Sebep? Netanyahu’yu başbakan olarak tutan meclisteki 3 kişilik çoğunluğun sahibi (sözde) Ulusal Güvenlik Bakanı Itamar ben Gvir, Gazze’ye yönelik savaşa son verilmesi halinde hükumetten çekileceğini ve bir daha Netanyahu’ya destek olmayacağı tehdidinde bulundu. Yani, rehinelerin kurtulması için İsrail’in Gazze’ye açtığı savaşın sona ermesi şart. ABD ve Katar’ın kotarmakta oldukları son anlaşma taslağına göre, bu kez ateşkes, rehine mübadelesi ile sınırlı olmayacak; Gazze’nin tümündeki İsrail askerleri geri çekilecek. Biden bu anlaşmayı destekliyor; kabul edilmesi için temaslarda bulunmak üzere Dışişleri Bakanı Blinken’i tekrar bölge ülkelerine gönderdi. 

Itamar ben Gvir’in buna tepkisi ise beklendiği gibi oldu. İsrail hükumetinin 10 ay daha Gazze işgalini sürdürmesi halinde, ABD’nin yeni başkanı olacak (!) Trump’ın Gazze ve Batı Şeria’nın İsrail’e resmen ilhakını onaylayacağını söyledi; “Trump başkan olsaydı bu iş çoktan bitmişti!” dedi. 

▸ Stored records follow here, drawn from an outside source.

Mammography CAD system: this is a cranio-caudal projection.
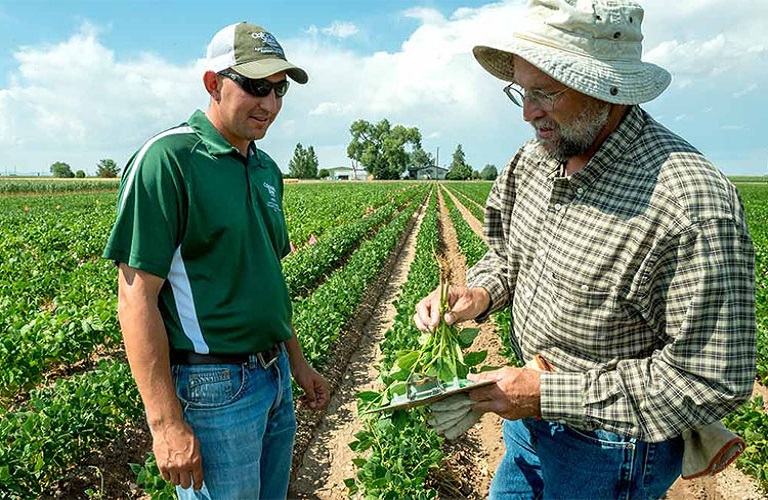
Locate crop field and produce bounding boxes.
[0,180,768,499]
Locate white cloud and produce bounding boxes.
[322,21,360,38]
[0,0,768,172]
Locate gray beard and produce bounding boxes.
[531,102,611,162]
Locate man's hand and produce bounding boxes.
[413,286,491,332]
[427,393,480,440]
[152,420,203,490]
[291,358,330,410]
[467,366,541,420]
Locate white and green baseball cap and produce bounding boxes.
[205,22,309,83]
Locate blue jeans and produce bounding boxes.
[489,419,683,500]
[172,347,296,500]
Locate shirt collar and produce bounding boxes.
[573,106,646,185]
[187,109,239,156]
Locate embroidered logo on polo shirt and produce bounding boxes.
[263,182,282,212]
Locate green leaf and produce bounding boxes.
[459,328,480,349]
[464,351,488,366]
[396,351,419,371]
[357,391,381,403]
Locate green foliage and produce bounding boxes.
[480,164,499,181]
[0,177,120,194]
[129,453,177,500]
[344,193,443,500]
[410,146,435,174]
[96,158,120,179]
[347,119,421,180]
[288,143,319,179]
[51,161,75,179]
[723,396,768,491]
[445,144,472,181]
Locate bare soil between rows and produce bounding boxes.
[45,186,768,500]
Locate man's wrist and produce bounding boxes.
[470,286,491,319]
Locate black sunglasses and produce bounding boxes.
[219,71,288,98]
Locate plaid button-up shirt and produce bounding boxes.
[467,106,755,441]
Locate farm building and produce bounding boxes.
[408,167,448,180]
[326,167,368,181]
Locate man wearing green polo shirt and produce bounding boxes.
[104,23,328,499]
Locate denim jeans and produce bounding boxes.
[172,347,296,500]
[489,419,683,500]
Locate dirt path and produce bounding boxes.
[291,196,424,499]
[665,382,768,500]
[446,185,768,500]
[439,190,506,498]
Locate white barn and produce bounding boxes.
[326,167,368,181]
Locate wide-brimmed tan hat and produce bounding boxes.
[205,22,309,83]
[472,0,672,104]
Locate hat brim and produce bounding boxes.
[232,58,309,84]
[472,40,672,105]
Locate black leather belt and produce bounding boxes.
[171,342,283,370]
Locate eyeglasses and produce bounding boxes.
[219,71,289,98]
[504,83,571,112]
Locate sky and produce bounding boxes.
[0,0,768,175]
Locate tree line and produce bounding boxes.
[50,118,498,180]
[51,158,120,179]
[288,119,498,180]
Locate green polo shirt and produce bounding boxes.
[104,111,292,354]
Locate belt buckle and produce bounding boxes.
[256,345,280,370]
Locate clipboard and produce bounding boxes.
[363,379,496,415]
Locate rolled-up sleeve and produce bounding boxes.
[541,218,756,441]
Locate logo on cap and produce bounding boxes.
[251,31,285,59]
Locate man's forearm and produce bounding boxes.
[118,270,182,429]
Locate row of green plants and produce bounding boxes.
[0,177,119,195]
[445,184,768,492]
[132,185,428,498]
[345,193,444,499]
[283,183,418,249]
[283,189,419,297]
[0,185,426,406]
[443,183,487,223]
[0,187,426,497]
[443,184,522,366]
[293,188,426,367]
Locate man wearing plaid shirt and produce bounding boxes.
[414,0,755,498]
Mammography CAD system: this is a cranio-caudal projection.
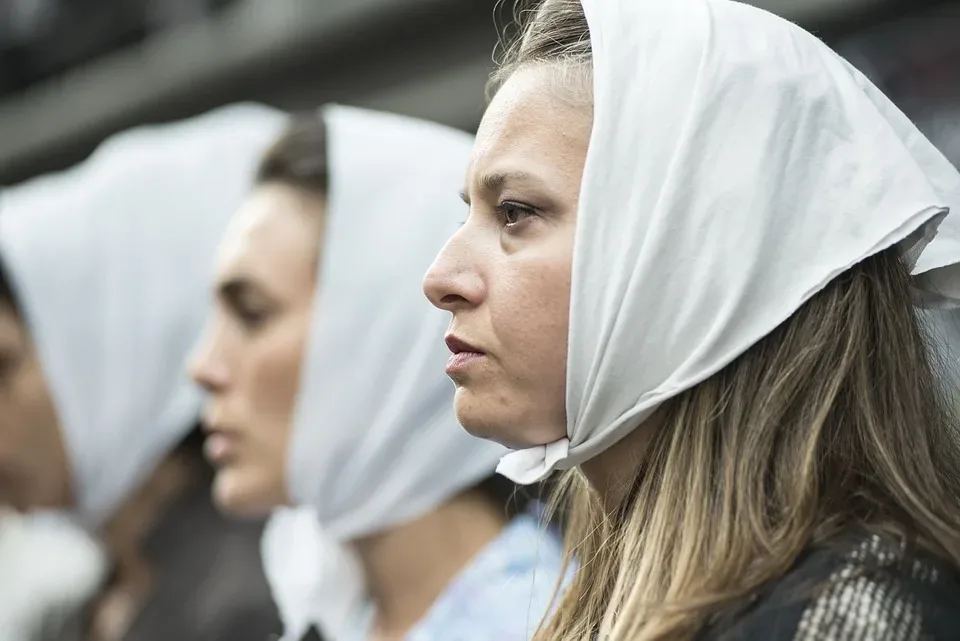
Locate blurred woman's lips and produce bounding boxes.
[203,428,236,465]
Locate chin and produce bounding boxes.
[454,387,535,450]
[213,466,277,519]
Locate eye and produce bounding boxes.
[497,201,537,228]
[234,305,270,331]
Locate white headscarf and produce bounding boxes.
[0,105,285,526]
[0,512,109,641]
[499,0,960,483]
[264,106,505,640]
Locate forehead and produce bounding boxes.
[0,304,27,350]
[217,184,324,278]
[468,67,592,188]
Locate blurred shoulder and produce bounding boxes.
[703,535,960,641]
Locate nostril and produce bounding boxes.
[440,294,467,305]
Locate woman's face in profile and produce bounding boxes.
[191,184,324,515]
[424,68,592,448]
[0,306,71,510]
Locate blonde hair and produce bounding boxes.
[491,0,960,641]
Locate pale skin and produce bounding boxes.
[0,307,201,641]
[423,67,649,504]
[191,183,505,641]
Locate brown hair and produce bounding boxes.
[255,114,330,196]
[491,0,960,641]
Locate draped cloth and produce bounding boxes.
[263,105,505,641]
[499,0,960,483]
[0,105,286,527]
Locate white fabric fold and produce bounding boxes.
[498,0,960,483]
[0,105,286,527]
[264,105,505,641]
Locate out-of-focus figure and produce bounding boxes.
[0,510,109,641]
[192,106,562,641]
[0,105,286,641]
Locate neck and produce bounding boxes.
[89,457,194,641]
[355,492,506,640]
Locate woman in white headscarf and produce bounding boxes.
[193,106,561,641]
[0,105,286,641]
[424,0,960,641]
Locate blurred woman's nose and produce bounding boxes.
[423,236,482,312]
[189,329,230,392]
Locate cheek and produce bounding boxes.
[490,254,570,382]
[243,322,306,447]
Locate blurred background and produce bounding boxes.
[0,0,960,185]
[0,0,960,641]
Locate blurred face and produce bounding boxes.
[0,306,71,510]
[191,184,323,516]
[424,68,592,448]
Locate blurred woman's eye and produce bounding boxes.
[234,304,270,331]
[496,201,538,228]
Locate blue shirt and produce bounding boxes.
[351,504,563,641]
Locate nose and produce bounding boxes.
[189,328,230,393]
[423,235,484,312]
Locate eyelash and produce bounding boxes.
[234,305,270,330]
[496,201,537,228]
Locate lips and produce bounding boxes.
[203,429,236,466]
[443,334,484,355]
[444,335,486,377]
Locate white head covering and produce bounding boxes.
[0,512,109,641]
[499,0,960,483]
[264,106,504,640]
[0,105,285,526]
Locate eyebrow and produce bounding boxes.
[460,171,533,205]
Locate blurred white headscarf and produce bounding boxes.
[500,0,960,483]
[0,105,285,527]
[263,106,505,641]
[0,512,109,641]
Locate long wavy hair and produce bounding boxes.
[490,0,960,641]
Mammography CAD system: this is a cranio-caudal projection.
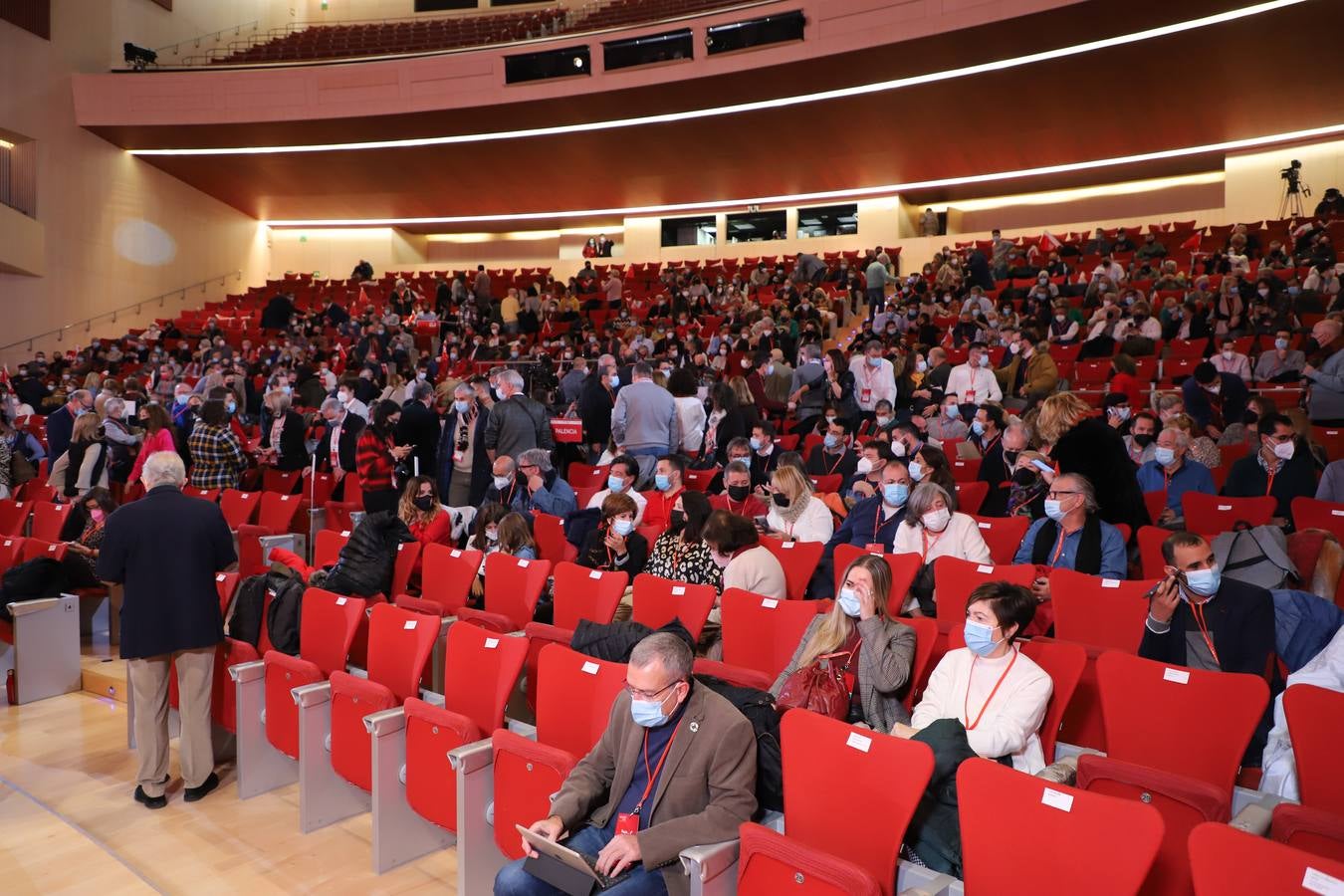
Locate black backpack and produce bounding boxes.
[695,676,784,812]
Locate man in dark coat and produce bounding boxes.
[97,451,238,808]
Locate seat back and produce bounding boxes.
[632,572,718,641]
[485,554,552,628]
[761,538,826,600]
[780,712,933,896]
[1182,492,1278,538]
[976,516,1030,564]
[1049,569,1156,653]
[933,558,1036,633]
[1190,822,1344,896]
[719,588,825,680]
[368,603,439,703]
[957,758,1163,896]
[219,489,260,532]
[1097,650,1268,792]
[31,501,74,542]
[552,562,630,631]
[830,544,921,616]
[1283,684,1344,816]
[299,588,367,677]
[532,644,625,758]
[421,544,481,611]
[1021,641,1087,765]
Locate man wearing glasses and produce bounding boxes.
[1012,473,1129,600]
[495,631,757,896]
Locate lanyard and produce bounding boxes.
[630,722,681,815]
[961,647,1017,731]
[1190,600,1224,669]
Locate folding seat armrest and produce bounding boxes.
[680,839,738,892]
[229,660,266,684]
[289,681,332,708]
[448,738,495,774]
[364,707,406,738]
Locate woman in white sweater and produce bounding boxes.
[891,581,1053,776]
[765,464,834,542]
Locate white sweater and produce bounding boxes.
[910,647,1055,776]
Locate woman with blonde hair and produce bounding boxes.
[765,464,834,542]
[771,554,915,731]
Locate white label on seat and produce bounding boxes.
[1040,787,1074,811]
[1302,865,1344,896]
[1163,666,1190,685]
[844,731,872,753]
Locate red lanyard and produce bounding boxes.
[630,722,681,815]
[961,647,1017,731]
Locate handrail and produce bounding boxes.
[0,270,243,352]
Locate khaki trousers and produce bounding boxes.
[126,647,215,796]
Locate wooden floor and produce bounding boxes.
[0,693,457,896]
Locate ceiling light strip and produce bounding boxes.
[262,123,1344,227]
[127,0,1306,156]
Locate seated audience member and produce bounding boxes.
[700,511,787,601]
[807,418,859,482]
[1224,414,1316,526]
[518,449,579,520]
[1137,426,1218,527]
[891,581,1053,776]
[765,464,834,542]
[1012,473,1129,600]
[644,492,723,591]
[578,492,649,581]
[891,482,994,615]
[587,454,649,526]
[644,454,686,528]
[710,461,771,520]
[807,458,913,599]
[495,631,757,896]
[771,554,915,731]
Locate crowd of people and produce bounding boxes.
[0,220,1344,892]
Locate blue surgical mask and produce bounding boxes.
[964,619,1003,657]
[1186,566,1224,597]
[837,588,859,618]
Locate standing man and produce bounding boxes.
[96,451,238,808]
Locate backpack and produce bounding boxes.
[695,676,784,811]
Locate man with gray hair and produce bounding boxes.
[495,631,757,896]
[1012,470,1129,600]
[96,451,238,808]
[485,369,556,461]
[611,361,681,457]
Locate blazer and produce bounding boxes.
[552,684,757,896]
[97,485,238,660]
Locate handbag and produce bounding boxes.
[775,647,859,722]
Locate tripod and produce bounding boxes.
[1278,177,1312,220]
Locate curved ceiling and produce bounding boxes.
[81,0,1344,230]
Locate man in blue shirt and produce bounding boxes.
[1137,426,1218,528]
[1012,473,1129,600]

Trump başkan değil… 2020 seçim sonuçlarını tanımaması ile başlayan, bazı savcı ve hatta ilk derece mahkemelerine göre, isyan haline kadar giden eylem ve sözleri dolayısıyla yargılanmasının yolu bir temyiz mahkemesi kararı ile geçen hafta açıldı. Önümüzdeki 10 ayda görülecek davalardan herhangi birinde “isyana teşebbüs” suçundan mahkum olursa, Trump’ın Kasım seçimlerinde aday olması imkansızlaşacak. Bu durum, siyaseten Trump’a yarar mı? Yaradığını söyleyenler çok. Ama Trump’ın ABD’yi İsrail tarafında bir Ortadoğu Savaşı’na sürüklemesi ihtimalinin de, Vietnam’dan bu yana savaş fobisi içinde adeta paranoya halindeki ABD seçmenine Trump’ın demokratik haklarını korumaktan daha önemli görünebilir. 

Özetle, Ben Gvir ne kadar kıvransa da, rehine meselesinin sonunda Netanyahu’nun başbakanlığına mal olması ihtimali çok yüksektir, buna Trump da engel olamayacaktır. Tam tersine, Netanyahu’nun iktidarda olabilmek için Ben Gvir’in partisinin Gazze’yi yasadışı yerleşim yerleriyle kuşatma talebine evet demesi, bunun 7 Ekim baskınına ve ardından üç ayda 500’den fazla asker ve subayın öldüğü savaşa sebep olması sadece onun değil ama Trump’ın da geleceğini kötü etkileyeceğe benziyor.